Invest in early childhood education and support programs. The U.S. currently ranks 25th in public investments in early childhood education (among 29 industrialized countries). Disparities in children can start as early as nine months. “What happens in the early childhood period affects your lifelong physical and mental health,” said Jack Shonkoff, director of the Center on the Developing Child at Harvard University, in the webcast. “When children experience toxic stress, it disrupts their brain circuits, their hearts and their cardiovascular system; it affects their metabolic system, so early childhood is important because it is the key to improving lifelong health.” Marla Salmon, nursing and public health professor at the University of Washington, added that cardiac, diabetes, and obesity-related diseases are traceable to early stress experiences of children.
Integrate health, community development, and finance. Nearly one-fifth of Americans live in low-income neighborhoods, with few opportunities for healthy living, the report says: “There is a broad ecosystem of organizations that serve the same ‘customer,’ ‘client,’ or ‘patient’ living in the same neighborhood, but seldom work together to meet that person’s different needs.” To bring these organizations together will require breaking down funding siloes, establishing incentives and performance measures that reward collaboration, and recognizing that investments in one sector can generate savings in another; for example, investments in housing or transportation could reduce health care costs, and a portion of those savings could then be invested back into health-promoting neighborhood development.

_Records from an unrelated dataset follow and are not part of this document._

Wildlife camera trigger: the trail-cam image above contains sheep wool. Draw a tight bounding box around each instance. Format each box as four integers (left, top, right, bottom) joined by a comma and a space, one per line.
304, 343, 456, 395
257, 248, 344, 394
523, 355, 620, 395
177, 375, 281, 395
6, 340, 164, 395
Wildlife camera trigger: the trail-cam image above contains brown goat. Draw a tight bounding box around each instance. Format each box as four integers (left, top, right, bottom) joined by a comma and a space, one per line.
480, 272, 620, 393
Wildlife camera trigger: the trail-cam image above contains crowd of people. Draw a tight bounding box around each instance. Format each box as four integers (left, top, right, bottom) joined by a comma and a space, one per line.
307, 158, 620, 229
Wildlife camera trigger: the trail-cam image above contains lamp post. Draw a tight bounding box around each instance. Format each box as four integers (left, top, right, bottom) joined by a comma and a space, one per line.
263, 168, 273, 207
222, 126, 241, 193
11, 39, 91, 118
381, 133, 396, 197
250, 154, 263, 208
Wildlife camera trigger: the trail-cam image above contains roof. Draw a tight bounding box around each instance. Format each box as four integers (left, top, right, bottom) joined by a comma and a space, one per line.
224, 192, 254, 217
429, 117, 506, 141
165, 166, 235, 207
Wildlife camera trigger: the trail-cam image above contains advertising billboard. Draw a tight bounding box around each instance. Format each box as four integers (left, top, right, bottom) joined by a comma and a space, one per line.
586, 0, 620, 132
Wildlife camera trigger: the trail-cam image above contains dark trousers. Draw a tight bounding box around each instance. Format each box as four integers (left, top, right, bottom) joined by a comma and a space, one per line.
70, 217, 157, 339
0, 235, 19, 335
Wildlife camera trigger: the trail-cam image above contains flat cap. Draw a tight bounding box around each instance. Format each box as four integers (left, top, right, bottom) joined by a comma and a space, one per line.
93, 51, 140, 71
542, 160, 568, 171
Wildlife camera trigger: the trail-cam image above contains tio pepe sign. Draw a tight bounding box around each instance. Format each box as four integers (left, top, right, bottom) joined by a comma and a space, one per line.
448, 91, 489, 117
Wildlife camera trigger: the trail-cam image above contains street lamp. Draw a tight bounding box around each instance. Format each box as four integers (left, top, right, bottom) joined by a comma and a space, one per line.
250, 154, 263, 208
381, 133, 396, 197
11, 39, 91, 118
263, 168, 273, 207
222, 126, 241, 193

Take a much more health-focused approach to health care finance and delivery. In a 2011 national survey conducted for RWJF, 85 percent of physicians reported that their patients’ social needs are as important to address as their medical conditions. The report recommends using new health “vital signs” to assess nonmedical determinants of health. Commission member Kyu Rhee, integrated health services vice president for IBM, explained this with a HEALTH acronym: housing, education, access to healthy choices, labor opportunity, transportation, and a holistic, patient-centered approach.
Rebecca Onie, co-founder and CEO for Health Leads, reported that when patients in Boston were surveyed, 59 percent had at least one unmet resource need. “[This] has a huge impact on health outcomes or health care cost,” she said. “Health Leads often sees patients who are supposed to be refrigerating their diabetes medications, but don’t have electricity at home and haven’t for weeks.” She recommended that physicians prescribe these resources the same way they would medications.